Тогда я подумала, что он пытался выразить свои чувства к Сеиварден, которые ему как кораблю трудно высказывать напрямую. Но возможно, он пытался также сообщить нечто и мне. Быть может, я не слишком отличалась от Сеиварден в отчаянных поисках, на кого бы опереться. И не исключено, что корабль обнаружил, что не хочет стать для меня такой опорой. Или не может. Это было бы совершенно понятно. Корабли, в конце концов, не испытывают любви к другим кораблям.
– Капитан флота, раздался голос «Милосердия Калра» в моем ухе. – Вы в порядке?
Я сглотнула.
– Все прекрасно, корабль.
Вы уверены?
Снова сглотнула. Сделала вдох, чтобы успокоиться.
– Да.
– Не думаю, что вы говорите мне правду, капитан флота, – сказал «Милосердие Калра».
– Мы можем поговорить об этом позже? – Хотя, конечно, никакого позже могло и не случиться. Все было за то, что его не будет.
– Как хотите, капитан флота. – Не прозвучала ли в голосе корабля нотка осуждения? – Одна минута до обычного космоса.

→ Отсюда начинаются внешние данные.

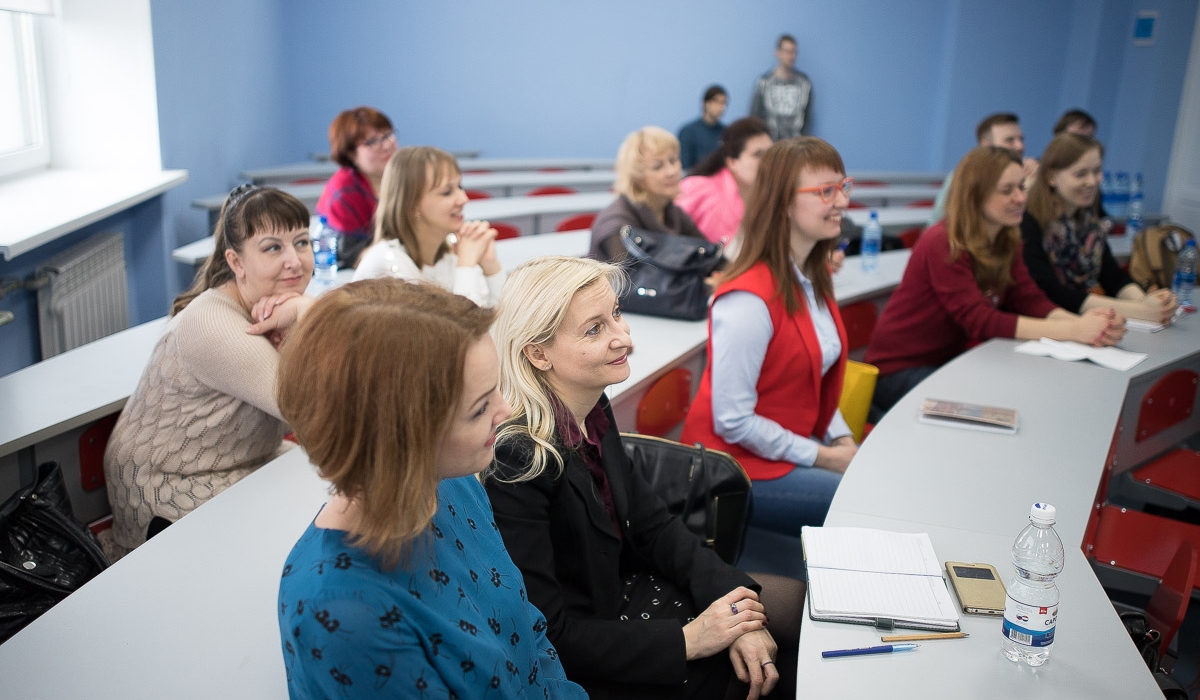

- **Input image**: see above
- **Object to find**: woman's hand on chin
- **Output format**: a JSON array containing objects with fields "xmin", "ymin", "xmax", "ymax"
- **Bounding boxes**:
[{"xmin": 247, "ymin": 294, "xmax": 315, "ymax": 347}]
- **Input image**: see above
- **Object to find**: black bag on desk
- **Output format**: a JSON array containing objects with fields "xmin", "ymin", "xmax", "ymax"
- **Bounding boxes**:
[
  {"xmin": 621, "ymin": 434, "xmax": 752, "ymax": 564},
  {"xmin": 618, "ymin": 226, "xmax": 723, "ymax": 321},
  {"xmin": 0, "ymin": 461, "xmax": 109, "ymax": 642}
]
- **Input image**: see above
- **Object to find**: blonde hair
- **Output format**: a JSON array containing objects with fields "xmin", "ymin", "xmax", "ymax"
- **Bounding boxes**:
[
  {"xmin": 614, "ymin": 126, "xmax": 680, "ymax": 204},
  {"xmin": 276, "ymin": 278, "xmax": 495, "ymax": 569},
  {"xmin": 489, "ymin": 256, "xmax": 626, "ymax": 482},
  {"xmin": 374, "ymin": 146, "xmax": 458, "ymax": 265},
  {"xmin": 945, "ymin": 146, "xmax": 1023, "ymax": 294}
]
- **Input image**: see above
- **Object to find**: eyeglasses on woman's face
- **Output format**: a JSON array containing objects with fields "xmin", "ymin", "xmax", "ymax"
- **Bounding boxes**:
[
  {"xmin": 795, "ymin": 177, "xmax": 854, "ymax": 203},
  {"xmin": 361, "ymin": 131, "xmax": 397, "ymax": 151}
]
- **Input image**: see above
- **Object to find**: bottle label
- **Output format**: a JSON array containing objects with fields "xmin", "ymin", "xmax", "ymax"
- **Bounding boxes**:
[{"xmin": 1002, "ymin": 595, "xmax": 1057, "ymax": 647}]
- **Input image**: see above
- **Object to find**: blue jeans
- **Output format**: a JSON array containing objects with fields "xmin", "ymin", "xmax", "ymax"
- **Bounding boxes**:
[{"xmin": 749, "ymin": 466, "xmax": 843, "ymax": 537}]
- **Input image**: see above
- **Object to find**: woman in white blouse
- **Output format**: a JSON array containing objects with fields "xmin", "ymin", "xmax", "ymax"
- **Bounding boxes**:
[{"xmin": 353, "ymin": 146, "xmax": 505, "ymax": 306}]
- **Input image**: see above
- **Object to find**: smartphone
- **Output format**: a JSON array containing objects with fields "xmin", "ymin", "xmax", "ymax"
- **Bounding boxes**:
[{"xmin": 945, "ymin": 561, "xmax": 1006, "ymax": 616}]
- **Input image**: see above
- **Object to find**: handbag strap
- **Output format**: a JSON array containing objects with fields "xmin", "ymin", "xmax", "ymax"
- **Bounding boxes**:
[{"xmin": 619, "ymin": 226, "xmax": 723, "ymax": 274}]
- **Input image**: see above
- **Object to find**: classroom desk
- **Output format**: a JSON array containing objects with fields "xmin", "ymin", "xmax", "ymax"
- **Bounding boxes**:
[
  {"xmin": 239, "ymin": 157, "xmax": 615, "ymax": 185},
  {"xmin": 846, "ymin": 183, "xmax": 939, "ymax": 205},
  {"xmin": 796, "ymin": 315, "xmax": 1200, "ymax": 698}
]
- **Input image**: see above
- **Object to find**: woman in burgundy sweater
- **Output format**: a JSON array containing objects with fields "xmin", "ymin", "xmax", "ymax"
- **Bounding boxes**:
[{"xmin": 865, "ymin": 146, "xmax": 1126, "ymax": 418}]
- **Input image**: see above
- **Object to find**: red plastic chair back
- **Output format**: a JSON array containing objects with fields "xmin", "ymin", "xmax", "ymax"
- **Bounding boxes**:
[
  {"xmin": 907, "ymin": 199, "xmax": 935, "ymax": 208},
  {"xmin": 79, "ymin": 412, "xmax": 120, "ymax": 492},
  {"xmin": 636, "ymin": 368, "xmax": 694, "ymax": 437},
  {"xmin": 855, "ymin": 180, "xmax": 887, "ymax": 187},
  {"xmin": 527, "ymin": 186, "xmax": 576, "ymax": 197},
  {"xmin": 493, "ymin": 223, "xmax": 521, "ymax": 240},
  {"xmin": 898, "ymin": 226, "xmax": 923, "ymax": 249},
  {"xmin": 840, "ymin": 301, "xmax": 878, "ymax": 352},
  {"xmin": 1145, "ymin": 542, "xmax": 1198, "ymax": 649},
  {"xmin": 465, "ymin": 189, "xmax": 491, "ymax": 200},
  {"xmin": 556, "ymin": 213, "xmax": 597, "ymax": 232},
  {"xmin": 1136, "ymin": 369, "xmax": 1199, "ymax": 442},
  {"xmin": 847, "ymin": 201, "xmax": 869, "ymax": 209}
]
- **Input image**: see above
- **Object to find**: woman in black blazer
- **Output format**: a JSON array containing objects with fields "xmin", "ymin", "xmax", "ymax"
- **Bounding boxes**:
[{"xmin": 485, "ymin": 255, "xmax": 801, "ymax": 700}]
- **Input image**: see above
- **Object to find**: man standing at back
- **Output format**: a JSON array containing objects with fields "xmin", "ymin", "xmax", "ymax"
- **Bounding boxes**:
[
  {"xmin": 750, "ymin": 34, "xmax": 812, "ymax": 140},
  {"xmin": 678, "ymin": 85, "xmax": 728, "ymax": 171},
  {"xmin": 928, "ymin": 112, "xmax": 1038, "ymax": 224}
]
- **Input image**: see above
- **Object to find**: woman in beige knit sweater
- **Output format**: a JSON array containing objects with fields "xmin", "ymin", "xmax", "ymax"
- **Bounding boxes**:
[{"xmin": 104, "ymin": 185, "xmax": 316, "ymax": 553}]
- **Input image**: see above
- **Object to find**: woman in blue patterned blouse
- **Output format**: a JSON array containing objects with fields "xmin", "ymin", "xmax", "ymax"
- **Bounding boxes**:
[{"xmin": 275, "ymin": 278, "xmax": 585, "ymax": 700}]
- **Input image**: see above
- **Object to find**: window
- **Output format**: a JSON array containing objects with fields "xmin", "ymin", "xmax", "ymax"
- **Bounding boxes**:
[{"xmin": 0, "ymin": 9, "xmax": 48, "ymax": 178}]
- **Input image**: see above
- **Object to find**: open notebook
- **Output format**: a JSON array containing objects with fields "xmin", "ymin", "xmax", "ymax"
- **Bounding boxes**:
[{"xmin": 801, "ymin": 527, "xmax": 961, "ymax": 632}]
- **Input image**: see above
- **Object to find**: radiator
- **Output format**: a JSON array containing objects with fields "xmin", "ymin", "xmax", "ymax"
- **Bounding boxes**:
[{"xmin": 36, "ymin": 232, "xmax": 130, "ymax": 359}]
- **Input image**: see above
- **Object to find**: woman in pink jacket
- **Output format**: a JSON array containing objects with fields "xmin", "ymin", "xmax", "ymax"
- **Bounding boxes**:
[{"xmin": 676, "ymin": 117, "xmax": 772, "ymax": 246}]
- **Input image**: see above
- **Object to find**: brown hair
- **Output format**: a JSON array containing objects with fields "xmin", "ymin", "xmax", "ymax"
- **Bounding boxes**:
[
  {"xmin": 691, "ymin": 117, "xmax": 771, "ymax": 177},
  {"xmin": 725, "ymin": 136, "xmax": 843, "ymax": 315},
  {"xmin": 1053, "ymin": 109, "xmax": 1096, "ymax": 135},
  {"xmin": 975, "ymin": 112, "xmax": 1019, "ymax": 144},
  {"xmin": 945, "ymin": 146, "xmax": 1023, "ymax": 294},
  {"xmin": 1027, "ymin": 132, "xmax": 1105, "ymax": 230},
  {"xmin": 374, "ymin": 146, "xmax": 458, "ymax": 265},
  {"xmin": 329, "ymin": 106, "xmax": 394, "ymax": 169},
  {"xmin": 276, "ymin": 279, "xmax": 495, "ymax": 569},
  {"xmin": 172, "ymin": 185, "xmax": 310, "ymax": 315}
]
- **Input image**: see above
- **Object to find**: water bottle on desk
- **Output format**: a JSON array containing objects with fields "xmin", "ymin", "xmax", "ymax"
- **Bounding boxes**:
[
  {"xmin": 1002, "ymin": 502, "xmax": 1064, "ymax": 666},
  {"xmin": 312, "ymin": 216, "xmax": 339, "ymax": 285},
  {"xmin": 1126, "ymin": 173, "xmax": 1143, "ymax": 238},
  {"xmin": 1110, "ymin": 172, "xmax": 1130, "ymax": 217},
  {"xmin": 1173, "ymin": 240, "xmax": 1197, "ymax": 311},
  {"xmin": 861, "ymin": 211, "xmax": 881, "ymax": 274},
  {"xmin": 1101, "ymin": 172, "xmax": 1114, "ymax": 214}
]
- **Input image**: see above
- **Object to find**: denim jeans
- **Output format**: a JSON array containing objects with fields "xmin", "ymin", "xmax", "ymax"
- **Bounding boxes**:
[{"xmin": 749, "ymin": 466, "xmax": 843, "ymax": 536}]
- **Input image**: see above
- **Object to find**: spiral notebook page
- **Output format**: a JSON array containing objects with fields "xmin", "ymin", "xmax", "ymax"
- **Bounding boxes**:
[
  {"xmin": 807, "ymin": 569, "xmax": 960, "ymax": 623},
  {"xmin": 800, "ymin": 527, "xmax": 941, "ymax": 576}
]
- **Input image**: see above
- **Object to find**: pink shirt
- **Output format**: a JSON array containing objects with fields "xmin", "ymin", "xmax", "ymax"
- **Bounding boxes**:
[{"xmin": 675, "ymin": 168, "xmax": 743, "ymax": 245}]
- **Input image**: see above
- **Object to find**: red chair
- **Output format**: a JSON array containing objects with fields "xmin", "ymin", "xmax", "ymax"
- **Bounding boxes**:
[
  {"xmin": 1110, "ymin": 370, "xmax": 1200, "ymax": 512},
  {"xmin": 854, "ymin": 179, "xmax": 887, "ymax": 187},
  {"xmin": 907, "ymin": 199, "xmax": 935, "ymax": 208},
  {"xmin": 840, "ymin": 301, "xmax": 878, "ymax": 353},
  {"xmin": 465, "ymin": 189, "xmax": 491, "ymax": 200},
  {"xmin": 847, "ymin": 201, "xmax": 869, "ymax": 209},
  {"xmin": 527, "ymin": 186, "xmax": 576, "ymax": 197},
  {"xmin": 1142, "ymin": 542, "xmax": 1198, "ymax": 651},
  {"xmin": 492, "ymin": 223, "xmax": 521, "ymax": 240},
  {"xmin": 79, "ymin": 412, "xmax": 120, "ymax": 493},
  {"xmin": 897, "ymin": 226, "xmax": 923, "ymax": 249},
  {"xmin": 636, "ymin": 368, "xmax": 694, "ymax": 437},
  {"xmin": 556, "ymin": 213, "xmax": 596, "ymax": 232}
]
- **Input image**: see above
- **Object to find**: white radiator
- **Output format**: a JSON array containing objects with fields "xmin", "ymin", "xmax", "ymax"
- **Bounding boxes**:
[{"xmin": 36, "ymin": 232, "xmax": 130, "ymax": 359}]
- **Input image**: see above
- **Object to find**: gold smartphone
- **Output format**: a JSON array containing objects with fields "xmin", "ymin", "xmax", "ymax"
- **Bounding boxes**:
[{"xmin": 945, "ymin": 562, "xmax": 1006, "ymax": 615}]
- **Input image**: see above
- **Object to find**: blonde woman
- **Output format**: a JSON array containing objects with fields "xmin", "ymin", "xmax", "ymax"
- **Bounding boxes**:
[
  {"xmin": 486, "ymin": 256, "xmax": 803, "ymax": 700},
  {"xmin": 277, "ymin": 279, "xmax": 585, "ymax": 700},
  {"xmin": 353, "ymin": 146, "xmax": 505, "ymax": 307},
  {"xmin": 589, "ymin": 126, "xmax": 706, "ymax": 261}
]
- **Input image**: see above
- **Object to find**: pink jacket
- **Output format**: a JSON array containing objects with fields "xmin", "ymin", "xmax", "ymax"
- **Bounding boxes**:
[{"xmin": 675, "ymin": 168, "xmax": 743, "ymax": 245}]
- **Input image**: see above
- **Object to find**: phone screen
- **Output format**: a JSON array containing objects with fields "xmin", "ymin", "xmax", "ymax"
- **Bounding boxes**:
[{"xmin": 952, "ymin": 565, "xmax": 996, "ymax": 580}]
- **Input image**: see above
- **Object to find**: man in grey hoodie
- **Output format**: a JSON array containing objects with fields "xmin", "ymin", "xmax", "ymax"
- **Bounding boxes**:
[{"xmin": 750, "ymin": 34, "xmax": 812, "ymax": 140}]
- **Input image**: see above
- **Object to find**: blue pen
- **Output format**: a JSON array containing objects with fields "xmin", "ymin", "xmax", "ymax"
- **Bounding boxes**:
[
  {"xmin": 837, "ymin": 238, "xmax": 850, "ymax": 252},
  {"xmin": 821, "ymin": 643, "xmax": 919, "ymax": 659}
]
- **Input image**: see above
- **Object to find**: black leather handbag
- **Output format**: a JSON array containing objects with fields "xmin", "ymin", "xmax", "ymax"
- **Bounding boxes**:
[
  {"xmin": 618, "ymin": 225, "xmax": 723, "ymax": 321},
  {"xmin": 621, "ymin": 433, "xmax": 752, "ymax": 564},
  {"xmin": 0, "ymin": 461, "xmax": 109, "ymax": 642}
]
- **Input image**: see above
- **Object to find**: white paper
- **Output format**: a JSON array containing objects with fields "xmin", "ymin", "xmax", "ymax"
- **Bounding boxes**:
[{"xmin": 1014, "ymin": 338, "xmax": 1147, "ymax": 371}]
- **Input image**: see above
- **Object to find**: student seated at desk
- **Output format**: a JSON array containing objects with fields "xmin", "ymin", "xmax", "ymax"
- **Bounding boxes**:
[
  {"xmin": 353, "ymin": 146, "xmax": 505, "ymax": 306},
  {"xmin": 104, "ymin": 186, "xmax": 315, "ymax": 554},
  {"xmin": 315, "ymin": 106, "xmax": 397, "ymax": 268},
  {"xmin": 276, "ymin": 279, "xmax": 585, "ymax": 700},
  {"xmin": 589, "ymin": 126, "xmax": 706, "ymax": 261},
  {"xmin": 865, "ymin": 147, "xmax": 1126, "ymax": 418},
  {"xmin": 486, "ymin": 255, "xmax": 802, "ymax": 700},
  {"xmin": 681, "ymin": 137, "xmax": 856, "ymax": 536},
  {"xmin": 1022, "ymin": 133, "xmax": 1177, "ymax": 324},
  {"xmin": 676, "ymin": 117, "xmax": 772, "ymax": 246}
]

– Спасибо, корабль, – сказала я.
Этот поток информации, который передавал мне корабль, когда бы я с ним ни связалась: окружающая среда, медицинские данные, эмоции всех и каждого члена экипажа, их интимные мгновения – приносил утешение и вместе с тем, как это ни странно, причинял боль. Вероятно, и сам корабль испытывал сходные чувства: ведь все данные получала одна я, а не его вспомогательные компоненты, их больше не было. Я никогда не спрашивала. Ни о том, хотел ли он показывать мне все это, ни о том, испытывал ли он в большей степени боль, чем утешение, оттого что все воспринимала я одна. Я не запрашивала у корабля этой информации более суток. Почти двое. Но – я осознала теперь – пусть я и лучше управляла запросами данных, чем недели назад, просто невозможно, чтобы я смогла отстраниться от потока информации в столь полной мере и так внезапно. Я не видела и не чувствовала сейчас экипаж «Милосердия Калра» потому, что корабль не давал мне этих данных. Я никогда не приказывала кораблю показать мне информацию, я просто хотела увидеть и тут же получала ее. В какой степени это происходило по желанию самого «Милосердия Калра»? Он показывал ее мне потому, что так хотел, или потому, что я являлась его капитаном и он был вынужден повиноваться?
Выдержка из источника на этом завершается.